Sure, it is legal to have abortions in these United States of Jesus, but that’s just, like, your opinion, man. (Also the law, but whatevs.) In the never-ending quest to un-legalize it, North Dakota “lawyers” have a swell new argument for freedom-forcing women to be incubators. And it’s a really good one:
North Dakota is seeking a bench trial at which it could present medical evidence that a fetus can survive for several days with medical assistance even in the first trimester. In previous filings, a doctor for the state argued that viability begins at conception since an embryo can be kept alive in a lab and reinserted into the womb.
Ah ha! So really, you can just remove an embryo from a womb, stick it in a Petri dish to let it embiggen a little, and then stick it back in some other womb of a lady who is not a hell-bound baby-killing whore. Great plan, and by “plan” we mean “science fiction” and by “great” we mean “UGH!!!”
The highly imaginative states of North Dakota and Arkansas are looking for some sympathetic activist judges to allow them to proceed with their unconstitutional laws, which other judges already explained to them are unconstitutional because they are unconstitutional, because North Dakota and Arkansas do not care what the laws says; they would very much like to prohibit abortion pretty much from the moment a lady has her first menses.
Federal judges in April struck down a North Dakota law that would ban most abortions after a fetal heartbeat could be detected, as soon as six to seven weeks after conception, and an Arkansas law banning most abortions at 12 weeks.
Daniel Gaustad, an attorney who represents North Dakota, argued Tuesday that the state’s law, the most restrictive in the nation, did not violate U.S. Supreme Court rulings that permit abortion before a fetus is viable. Current law determines that period to be about 24 weeks.
Any semi-literate idiot who can do math by counting their fingers and toes is probably able to calculate that “six to seven weeks” and “12 weeks” is less than “24 weeks,” so, like, this really shouldn’t even be an issue. You can’t actually do what these states are trying to do because the Supreme Court has said you can’t do that, but states do not recognize the authority of the Supreme Court, except for when they go running to the Supreme Court to say, “Save us from the gays!” but even then, the Court’s authority is questionable, depending on whether the justices say, “OK, fine, you do not have to let The Gay exist in your state,” or “LOL, shut up and get over it already, sheesh!”
So it seems North Dakota’s attorney is a not-even-semi-literate idiot who cannot do any counting, which is why he insists that the unconstitutional law is just fine, please and thank you. He answers to a Higher Toe Counter, apparently, and insists that refusing to follow the law o’ the land because REASONS and also some doctor’s science fiction is how it’s always been done, for real, throughout human history.
“It’s a standard that’s been applied for centuries to determine the life of a human being,” Gaustad told a three-judge panel of the 8th Circuit U.S. Court of Appeals, which heard oral arguments on both cases.
Yes, when you don’t have actual law on your side, or actual science, it’s always best to invoke the vague sanctity of traditional make-believe to make your case. Really, they teach that in How To Do Lawyering 101.

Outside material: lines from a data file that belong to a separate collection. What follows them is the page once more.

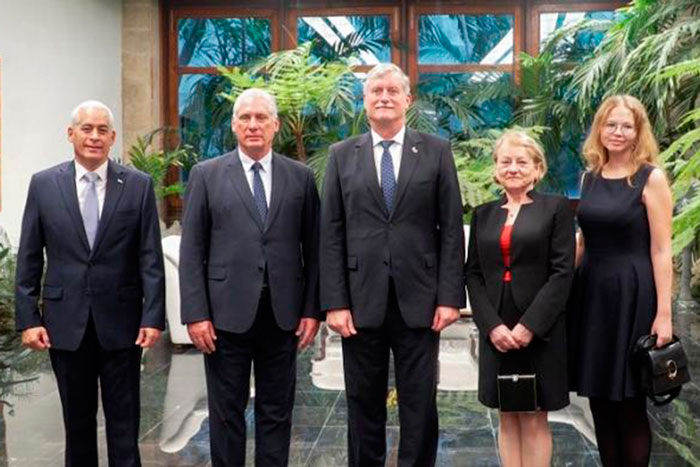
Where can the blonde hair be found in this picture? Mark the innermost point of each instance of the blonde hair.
(645, 149)
(522, 139)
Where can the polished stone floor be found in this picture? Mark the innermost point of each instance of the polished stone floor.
(174, 429)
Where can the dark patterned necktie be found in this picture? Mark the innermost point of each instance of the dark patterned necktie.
(91, 208)
(388, 180)
(259, 192)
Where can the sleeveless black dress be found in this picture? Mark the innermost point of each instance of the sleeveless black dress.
(614, 298)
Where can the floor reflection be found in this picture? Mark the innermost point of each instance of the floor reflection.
(174, 429)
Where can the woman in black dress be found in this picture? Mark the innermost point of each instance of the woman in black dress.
(623, 284)
(518, 272)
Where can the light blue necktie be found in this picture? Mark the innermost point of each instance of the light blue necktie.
(259, 192)
(91, 208)
(388, 180)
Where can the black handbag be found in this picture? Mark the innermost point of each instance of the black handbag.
(663, 371)
(517, 383)
(517, 392)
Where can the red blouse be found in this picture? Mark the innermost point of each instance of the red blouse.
(506, 235)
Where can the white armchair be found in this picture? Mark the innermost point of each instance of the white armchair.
(171, 257)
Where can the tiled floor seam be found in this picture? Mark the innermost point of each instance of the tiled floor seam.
(325, 423)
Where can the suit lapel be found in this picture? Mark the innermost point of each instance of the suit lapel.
(240, 184)
(365, 153)
(279, 179)
(115, 188)
(66, 185)
(411, 153)
(528, 220)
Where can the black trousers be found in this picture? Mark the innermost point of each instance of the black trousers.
(273, 352)
(366, 366)
(118, 372)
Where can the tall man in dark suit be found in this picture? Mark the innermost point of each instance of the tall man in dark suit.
(249, 281)
(392, 251)
(103, 291)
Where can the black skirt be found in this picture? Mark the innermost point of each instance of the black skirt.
(548, 363)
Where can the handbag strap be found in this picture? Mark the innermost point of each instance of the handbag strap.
(666, 398)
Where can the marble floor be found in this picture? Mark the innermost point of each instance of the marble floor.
(174, 428)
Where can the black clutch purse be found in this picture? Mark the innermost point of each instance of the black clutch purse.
(517, 392)
(663, 371)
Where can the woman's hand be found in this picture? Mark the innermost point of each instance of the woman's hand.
(663, 329)
(502, 338)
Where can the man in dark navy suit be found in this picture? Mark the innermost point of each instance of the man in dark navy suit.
(392, 250)
(103, 291)
(249, 281)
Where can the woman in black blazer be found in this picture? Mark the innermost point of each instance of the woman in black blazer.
(519, 270)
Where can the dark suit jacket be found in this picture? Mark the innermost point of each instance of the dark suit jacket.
(225, 247)
(121, 280)
(420, 244)
(542, 262)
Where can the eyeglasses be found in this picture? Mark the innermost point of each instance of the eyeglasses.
(625, 128)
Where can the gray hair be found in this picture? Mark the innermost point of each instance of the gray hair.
(251, 94)
(383, 69)
(92, 104)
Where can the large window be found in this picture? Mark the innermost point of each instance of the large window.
(450, 50)
(458, 52)
(200, 42)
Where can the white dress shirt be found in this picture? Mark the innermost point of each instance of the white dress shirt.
(265, 172)
(81, 185)
(395, 150)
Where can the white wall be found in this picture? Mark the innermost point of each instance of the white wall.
(54, 54)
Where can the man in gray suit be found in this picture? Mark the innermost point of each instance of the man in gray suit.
(249, 281)
(103, 291)
(392, 251)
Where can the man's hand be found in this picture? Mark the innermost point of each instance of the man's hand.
(306, 331)
(502, 338)
(444, 316)
(147, 337)
(202, 335)
(36, 338)
(522, 335)
(341, 322)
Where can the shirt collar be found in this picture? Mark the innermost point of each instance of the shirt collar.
(101, 171)
(248, 161)
(397, 138)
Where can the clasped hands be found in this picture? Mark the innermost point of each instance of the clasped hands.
(203, 334)
(37, 338)
(340, 320)
(505, 339)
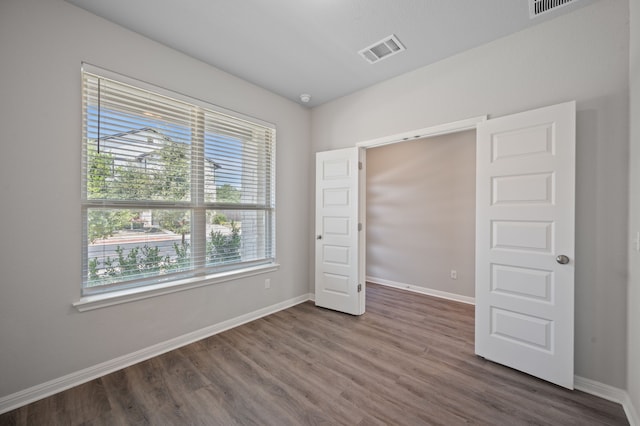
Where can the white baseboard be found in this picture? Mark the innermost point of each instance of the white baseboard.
(610, 394)
(423, 290)
(60, 384)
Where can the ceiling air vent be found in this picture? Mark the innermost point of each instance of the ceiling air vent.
(385, 48)
(538, 7)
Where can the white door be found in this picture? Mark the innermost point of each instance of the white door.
(525, 184)
(339, 262)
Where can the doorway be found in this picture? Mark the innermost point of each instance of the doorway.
(421, 215)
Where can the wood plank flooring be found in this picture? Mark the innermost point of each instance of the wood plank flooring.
(408, 361)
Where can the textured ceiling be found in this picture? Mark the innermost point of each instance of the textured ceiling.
(311, 46)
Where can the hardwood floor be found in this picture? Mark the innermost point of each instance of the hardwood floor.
(408, 361)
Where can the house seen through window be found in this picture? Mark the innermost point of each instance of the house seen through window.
(172, 187)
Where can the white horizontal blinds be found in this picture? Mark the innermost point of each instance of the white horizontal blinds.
(138, 143)
(171, 187)
(239, 158)
(239, 175)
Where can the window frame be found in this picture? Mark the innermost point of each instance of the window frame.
(199, 273)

Of course, if this medical theory were true, we could change the word “abortion” to “fetus removal for to grow in a lab,” and then everyone wins. And if this medical theory were true, we’d never have heard about that hospital in Texas that refused to remove a brain-dead pregnant woman from life support, despite the request of her family to do that please, because her fetus was not done growing inside her body yet, and gosh, the hospital had argued, Texas law said “life-sustaining treatment cannot be withdrawn from a pregnant patient, regardless of her end-of-life wishes.” But some jerk activist judge intervened in that situation when the family asked him to and told the hospital to obey the wishes of the family, apparently because they were all unaware that they could have just plucked the unborn baby out of its dead mother’s womb and let it finish baking in a science lab instead.
Oh, these clever “lawyers” and “doctors” who just care so darned much about the babies and their mommies, but not so much about how does science work and also too the law. What will they think of next — lawyers for fetuses? Oh wait, some A Idiot in Alabama already thought up that one too.